Move away from the dangers of New York to rural England, only to have your daughter abducted by a crazed, school-haunting witch.
For the last few months, the games coming out of ERS Game Studios have been going steadily downhill. ERS cranks games out at breakneck speed, and it’s possible that at this point, the pace of development has begun to negatively affect product quality. The company’s last two releases, Redemption Cemetery: Grave Testimony and Dark Alleys: Penumbra Motel were both far from amazing, and its latest release, Gothic Fiction: Dark Saga, is the weakest yet seen.
Gothic Fiction: Dark Saga announces its mediocrity from the beginning with its trite, uninteresting story. It’s almost laughable how many elements of other games they’ve managed to cobble together here: the dark and rainy car (or in this case, bus) ride to a mysterious location, the kidnapped child, the vengeful witch, the magical book, the trapped spirits, the buildings overgrown by malevolent plants—is there anything in the book of clichés that they haven’t used? I admit, I tuned out early on when I recognized the story for what it is: a thin excuse for me to look for items and unlock stuff.
For those of you still interested in what ERS has thrown together though, the game casts you as a parent bent on moving your adolescent daughter from crime-ridden New York to a small town in the U.K.. Once you get there, you attempt to enroll your daughter in school, only to have her immediately kidnapped by the spirit of a murderous witch with a taste for teenagers. You won’t stand for that, of course, so you dive right in and start collecting the pages of a magic book. Huh?
The idea here is that to defeat the witch, you have to reassemble a magic book that tells the story of her life (and her ignominious death). That means you get to comb through the school grounds as well as the adjacent village, swamp and ruins, helping the ghosts of past witch-victims. Yeah yeah yeah, whatever. The story isn’t what drives the game. I suspect ERS hopes what will do that are the game’s many locations and mostly mindless puzzles. While it’s true there are a lot of nice-looking locations, that’s as much a problem as a strength. The game’s map shows every location as well as where things can be done, but it isn’t entirely accurate. That, coupled with the game’s misleading hint system, can result in you running back and forth pointlessly among the same locations.
Even worse is the fact that the map (which is fairly sloppy and ugly, by the way) doesn’t allow for fast travel. All it does is mock you with its big red question marks and exclamation points that tell you where things need to be done. ERS tries to make up for the confusion by once in a while having a ghost create a portal that takes you right to where an item is meant to be used. This doesn’t happen all the time though, and I imagine they’d be hard-pressed to explain this feature’s selective implementation.
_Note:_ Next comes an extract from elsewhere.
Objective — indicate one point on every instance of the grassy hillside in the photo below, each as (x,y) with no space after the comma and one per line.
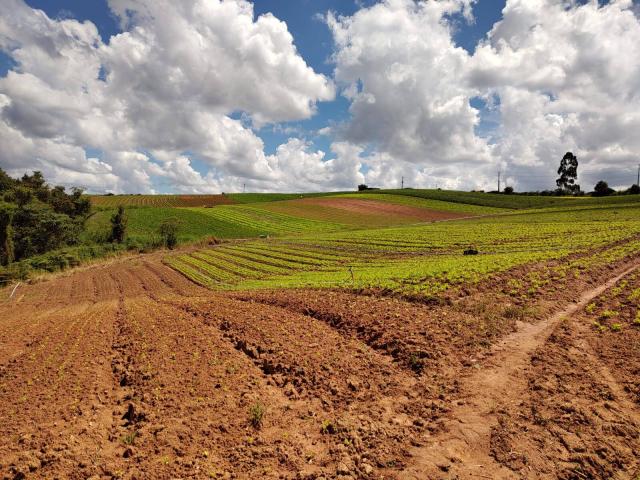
(234,221)
(419,259)
(113,201)
(509,201)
In addition to cumbersome navigation, the game features some seriously uneven graphics. While the environments are nice, the live action characters—of which I’m normally a fan—aren’t put to very creative use and are utterly unmemorable. On the upside, the storybook illustrations in the witch’s magic book are really nice, and the puzzle art throughout the game is pretty cool. Gameplay suffers though, from puzzles that are so easy you could solve most of them with your eyes closed. The few that are more challenging are only so because they force you to do things that take many, many clicks, making them a test of your endurance, rather than your brains.
The game’s ending is awkward and abrupt, and leads into an oddly surreal bonus chapter. There are lots of new locations in this chapter, which is nice, but the live-action is completely eliminated, thus making things feel graphically as well as conceptually disjointed from the main game. This whole extra hour of gameplay is OK, but feels a lot like an afterthought. In addition to this lackluster bonus chapter, the Collector Edition offers you the usual concept art, music tracks and wallpapers, but none of it is anything to get excited about.
Overall, Gothic Fiction: Dark Saga feels like ERS Game Studios taking the easy way out. It’s as if they put their adventure game short-order cooks on it and asked them to crank out the interactive equivalent of ballpark nachos: something that looks good if you’re hungry, but an hour later, you’ll wish you hadn’t eaten it.